严北狐疑的哦了声,他觉得二哥怪怪的,可是又说不出哪里怪,二哥你真的没事吗?尘风扑哧一笑,小北这话应该二哥问你吧!好了,二哥能有什么事。

        既然二哥说自己没事,严北便不再纠结,这时大门啪的一声被人从外面推开,一道大嗓音传来。

        乖徒儿们,想师傅了吗?

        司徒院长风风火火的蹦进屋来,远远瞧见严北,欢实的脚步又加快了些,爱徒,想师傅了吗?

        严北脑门上飘过一道黑线,怎么今天一个两个都问自己想他了吗?这一个两个的有什么好想,又不是分别几百上千年,那或许还会想上一想,再说严北反应极快的闪身,躲开小老头扑过来的小身板,末了不忘了嫌弃的回瞪一眼。
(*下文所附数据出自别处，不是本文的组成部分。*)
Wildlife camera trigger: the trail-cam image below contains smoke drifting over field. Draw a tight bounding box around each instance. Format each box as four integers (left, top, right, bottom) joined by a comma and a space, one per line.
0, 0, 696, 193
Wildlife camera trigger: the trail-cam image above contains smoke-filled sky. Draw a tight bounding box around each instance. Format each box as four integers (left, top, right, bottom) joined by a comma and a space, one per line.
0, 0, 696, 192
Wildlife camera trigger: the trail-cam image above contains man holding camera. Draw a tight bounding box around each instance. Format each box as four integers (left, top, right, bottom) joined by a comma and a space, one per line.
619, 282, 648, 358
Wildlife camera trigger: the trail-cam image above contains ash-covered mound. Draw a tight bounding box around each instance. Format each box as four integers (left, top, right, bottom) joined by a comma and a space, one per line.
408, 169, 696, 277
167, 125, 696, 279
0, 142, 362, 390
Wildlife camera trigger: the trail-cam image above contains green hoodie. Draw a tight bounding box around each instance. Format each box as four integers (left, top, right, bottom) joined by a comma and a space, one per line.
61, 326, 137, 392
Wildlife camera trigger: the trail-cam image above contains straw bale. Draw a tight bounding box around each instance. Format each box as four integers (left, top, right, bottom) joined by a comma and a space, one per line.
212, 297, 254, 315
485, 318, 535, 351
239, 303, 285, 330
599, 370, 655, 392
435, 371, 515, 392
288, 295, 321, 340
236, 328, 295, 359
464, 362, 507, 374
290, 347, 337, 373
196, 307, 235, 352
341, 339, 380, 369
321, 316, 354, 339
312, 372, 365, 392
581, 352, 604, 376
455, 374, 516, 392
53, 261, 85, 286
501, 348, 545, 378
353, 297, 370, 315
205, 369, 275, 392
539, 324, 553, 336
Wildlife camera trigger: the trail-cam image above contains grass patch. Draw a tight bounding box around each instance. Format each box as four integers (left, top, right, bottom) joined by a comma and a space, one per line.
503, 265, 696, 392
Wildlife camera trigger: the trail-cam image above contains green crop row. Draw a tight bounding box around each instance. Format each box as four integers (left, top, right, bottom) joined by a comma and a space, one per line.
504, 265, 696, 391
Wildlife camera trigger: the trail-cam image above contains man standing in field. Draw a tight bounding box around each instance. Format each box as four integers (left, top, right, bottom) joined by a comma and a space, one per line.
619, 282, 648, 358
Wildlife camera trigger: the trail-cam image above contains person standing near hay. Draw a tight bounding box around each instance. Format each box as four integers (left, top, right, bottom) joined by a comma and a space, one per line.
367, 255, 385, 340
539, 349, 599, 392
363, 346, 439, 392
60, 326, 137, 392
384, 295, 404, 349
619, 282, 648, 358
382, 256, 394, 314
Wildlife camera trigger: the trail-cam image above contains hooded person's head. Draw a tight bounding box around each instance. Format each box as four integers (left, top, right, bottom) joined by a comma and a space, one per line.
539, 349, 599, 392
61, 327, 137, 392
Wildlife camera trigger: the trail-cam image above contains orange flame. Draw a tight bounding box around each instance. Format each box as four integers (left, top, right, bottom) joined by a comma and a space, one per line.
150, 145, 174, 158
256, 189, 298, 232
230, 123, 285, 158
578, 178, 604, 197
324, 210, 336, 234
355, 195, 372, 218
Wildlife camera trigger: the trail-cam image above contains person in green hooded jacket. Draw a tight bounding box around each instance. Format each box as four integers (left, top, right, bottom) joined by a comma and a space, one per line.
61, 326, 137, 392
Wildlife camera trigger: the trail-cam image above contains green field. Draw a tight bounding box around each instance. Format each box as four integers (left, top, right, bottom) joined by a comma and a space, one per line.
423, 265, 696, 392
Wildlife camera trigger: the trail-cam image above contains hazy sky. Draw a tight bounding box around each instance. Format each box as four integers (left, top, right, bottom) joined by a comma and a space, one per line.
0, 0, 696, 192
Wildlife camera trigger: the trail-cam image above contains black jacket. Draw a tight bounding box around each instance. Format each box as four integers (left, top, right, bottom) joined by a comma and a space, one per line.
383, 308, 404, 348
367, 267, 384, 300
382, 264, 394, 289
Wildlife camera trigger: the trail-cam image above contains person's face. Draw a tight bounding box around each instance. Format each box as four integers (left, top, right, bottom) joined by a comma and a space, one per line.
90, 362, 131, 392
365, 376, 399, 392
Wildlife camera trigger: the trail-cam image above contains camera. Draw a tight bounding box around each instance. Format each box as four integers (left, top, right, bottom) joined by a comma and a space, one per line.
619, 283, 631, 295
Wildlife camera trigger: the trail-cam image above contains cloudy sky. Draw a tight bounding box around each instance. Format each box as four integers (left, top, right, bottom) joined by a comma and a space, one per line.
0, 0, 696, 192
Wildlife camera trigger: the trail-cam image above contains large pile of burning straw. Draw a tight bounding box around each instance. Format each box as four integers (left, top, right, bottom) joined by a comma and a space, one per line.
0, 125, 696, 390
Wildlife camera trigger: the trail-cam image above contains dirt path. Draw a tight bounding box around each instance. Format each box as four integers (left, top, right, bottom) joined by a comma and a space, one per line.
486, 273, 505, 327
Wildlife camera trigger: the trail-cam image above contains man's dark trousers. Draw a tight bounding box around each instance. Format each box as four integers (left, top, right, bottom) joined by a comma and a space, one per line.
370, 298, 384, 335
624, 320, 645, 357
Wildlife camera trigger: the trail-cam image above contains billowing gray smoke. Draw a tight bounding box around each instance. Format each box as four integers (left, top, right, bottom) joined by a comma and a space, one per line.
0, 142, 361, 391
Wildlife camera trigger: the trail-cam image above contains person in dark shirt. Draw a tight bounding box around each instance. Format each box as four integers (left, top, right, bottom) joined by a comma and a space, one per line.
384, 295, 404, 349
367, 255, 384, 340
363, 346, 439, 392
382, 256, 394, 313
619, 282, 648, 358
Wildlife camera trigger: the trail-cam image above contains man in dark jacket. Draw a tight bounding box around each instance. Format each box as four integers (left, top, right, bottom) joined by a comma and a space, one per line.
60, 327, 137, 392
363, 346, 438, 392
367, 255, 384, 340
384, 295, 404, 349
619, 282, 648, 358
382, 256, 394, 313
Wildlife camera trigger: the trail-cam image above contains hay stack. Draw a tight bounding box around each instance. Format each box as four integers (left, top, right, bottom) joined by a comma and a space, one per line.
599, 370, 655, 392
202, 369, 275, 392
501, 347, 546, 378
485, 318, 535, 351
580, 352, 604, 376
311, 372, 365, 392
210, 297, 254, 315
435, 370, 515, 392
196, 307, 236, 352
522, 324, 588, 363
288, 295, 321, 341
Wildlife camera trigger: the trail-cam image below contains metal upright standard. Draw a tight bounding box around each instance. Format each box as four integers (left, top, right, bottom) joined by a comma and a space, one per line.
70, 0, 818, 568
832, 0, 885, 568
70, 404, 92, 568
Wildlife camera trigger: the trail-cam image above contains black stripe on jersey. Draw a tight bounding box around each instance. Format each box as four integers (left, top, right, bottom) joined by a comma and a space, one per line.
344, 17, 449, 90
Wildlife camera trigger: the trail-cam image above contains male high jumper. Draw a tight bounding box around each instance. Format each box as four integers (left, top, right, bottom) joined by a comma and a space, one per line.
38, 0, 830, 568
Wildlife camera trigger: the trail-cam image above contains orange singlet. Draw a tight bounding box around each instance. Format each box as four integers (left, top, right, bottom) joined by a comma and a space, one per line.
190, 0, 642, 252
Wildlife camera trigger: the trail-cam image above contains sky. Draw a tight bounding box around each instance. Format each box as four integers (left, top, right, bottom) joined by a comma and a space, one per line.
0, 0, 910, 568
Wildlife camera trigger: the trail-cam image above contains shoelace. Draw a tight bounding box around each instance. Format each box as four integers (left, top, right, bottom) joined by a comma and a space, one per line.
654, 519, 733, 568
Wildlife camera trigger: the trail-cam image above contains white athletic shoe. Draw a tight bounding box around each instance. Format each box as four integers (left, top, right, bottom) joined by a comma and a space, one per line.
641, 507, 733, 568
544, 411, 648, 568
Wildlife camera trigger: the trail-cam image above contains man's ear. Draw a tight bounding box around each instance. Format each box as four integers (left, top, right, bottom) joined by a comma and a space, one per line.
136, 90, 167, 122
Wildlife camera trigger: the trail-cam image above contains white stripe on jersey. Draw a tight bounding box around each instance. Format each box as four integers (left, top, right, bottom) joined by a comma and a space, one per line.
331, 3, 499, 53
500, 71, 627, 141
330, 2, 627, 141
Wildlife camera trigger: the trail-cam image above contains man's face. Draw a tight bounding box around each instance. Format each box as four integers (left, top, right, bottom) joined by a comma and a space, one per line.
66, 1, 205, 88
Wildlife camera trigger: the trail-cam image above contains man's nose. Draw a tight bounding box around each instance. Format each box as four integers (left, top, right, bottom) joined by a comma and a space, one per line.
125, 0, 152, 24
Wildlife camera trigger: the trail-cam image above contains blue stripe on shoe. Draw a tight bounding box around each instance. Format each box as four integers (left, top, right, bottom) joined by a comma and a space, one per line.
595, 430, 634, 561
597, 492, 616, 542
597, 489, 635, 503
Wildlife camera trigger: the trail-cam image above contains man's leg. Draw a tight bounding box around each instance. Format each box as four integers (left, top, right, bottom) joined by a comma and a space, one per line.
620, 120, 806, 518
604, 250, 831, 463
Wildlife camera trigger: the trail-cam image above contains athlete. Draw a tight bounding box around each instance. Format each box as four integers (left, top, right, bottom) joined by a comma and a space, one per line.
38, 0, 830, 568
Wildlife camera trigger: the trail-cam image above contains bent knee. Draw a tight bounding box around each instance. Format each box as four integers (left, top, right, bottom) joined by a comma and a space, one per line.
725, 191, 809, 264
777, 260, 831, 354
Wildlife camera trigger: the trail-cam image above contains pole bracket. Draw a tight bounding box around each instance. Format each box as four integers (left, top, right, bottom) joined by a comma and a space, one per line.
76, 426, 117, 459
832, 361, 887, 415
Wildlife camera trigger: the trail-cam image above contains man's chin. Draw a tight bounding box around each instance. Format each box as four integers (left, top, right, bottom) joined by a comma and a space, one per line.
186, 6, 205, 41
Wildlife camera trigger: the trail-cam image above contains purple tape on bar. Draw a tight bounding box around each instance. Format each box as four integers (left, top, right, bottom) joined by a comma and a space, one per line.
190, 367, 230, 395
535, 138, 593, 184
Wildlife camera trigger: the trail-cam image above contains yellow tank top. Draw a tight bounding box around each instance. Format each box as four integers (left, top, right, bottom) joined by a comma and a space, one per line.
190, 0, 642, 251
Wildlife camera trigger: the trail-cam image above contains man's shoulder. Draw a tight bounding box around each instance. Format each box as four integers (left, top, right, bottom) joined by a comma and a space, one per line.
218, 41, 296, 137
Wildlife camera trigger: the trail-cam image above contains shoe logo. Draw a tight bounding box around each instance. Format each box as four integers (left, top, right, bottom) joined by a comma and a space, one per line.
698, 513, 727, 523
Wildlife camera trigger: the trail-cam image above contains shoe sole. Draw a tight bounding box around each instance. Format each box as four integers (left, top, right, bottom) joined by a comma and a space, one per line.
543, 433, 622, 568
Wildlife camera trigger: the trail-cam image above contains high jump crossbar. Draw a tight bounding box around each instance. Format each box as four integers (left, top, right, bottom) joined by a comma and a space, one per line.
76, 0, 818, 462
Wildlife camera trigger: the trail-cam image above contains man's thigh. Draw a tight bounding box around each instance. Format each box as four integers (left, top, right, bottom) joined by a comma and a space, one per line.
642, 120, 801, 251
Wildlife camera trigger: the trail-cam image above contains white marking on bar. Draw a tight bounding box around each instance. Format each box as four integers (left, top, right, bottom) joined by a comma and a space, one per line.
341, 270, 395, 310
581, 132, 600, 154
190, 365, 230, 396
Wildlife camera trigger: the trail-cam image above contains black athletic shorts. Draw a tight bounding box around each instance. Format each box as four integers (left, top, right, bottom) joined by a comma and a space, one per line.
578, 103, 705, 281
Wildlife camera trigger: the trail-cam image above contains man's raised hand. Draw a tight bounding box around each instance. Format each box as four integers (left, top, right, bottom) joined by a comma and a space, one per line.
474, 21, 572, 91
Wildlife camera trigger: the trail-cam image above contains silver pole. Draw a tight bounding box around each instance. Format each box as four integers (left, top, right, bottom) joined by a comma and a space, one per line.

        想给爱徒一个爱的抱抱,没想到被躲开了,司徒院长委屈的停在原地,小北你是不是嫌弃师傅了?你是不是在气师傅一走好几天,俗话说一日不见如隔三秋,小北是不是想师傅想到生师傅气,小北。

        停,停,停,小老头你够哦!

        严北觉得再让小老头继续说下去,他就要去洗耳朵了,这一个两个讲话怎么都如此不着调,小老头你也不小了,怎么还如此不稳重。

        为了自己以后的耳根清静,严北觉得这话还是要说的,然后暗自庆幸自己没有这样的师傅,否则近朱者赤近墨者黑,脑中不自觉幻想出自己不着调满嘴跑火车的一面,瞬间鸡皮疙瘩掉一地。

        司徒院长眨巴眨巴眼睛,弱弱的说:爱徒,咱们不是商量好了,不叫小老头了的。

        小老头你还真敢说,是他想叫的吗?他是被恶心到,脱口而出的,怪谁!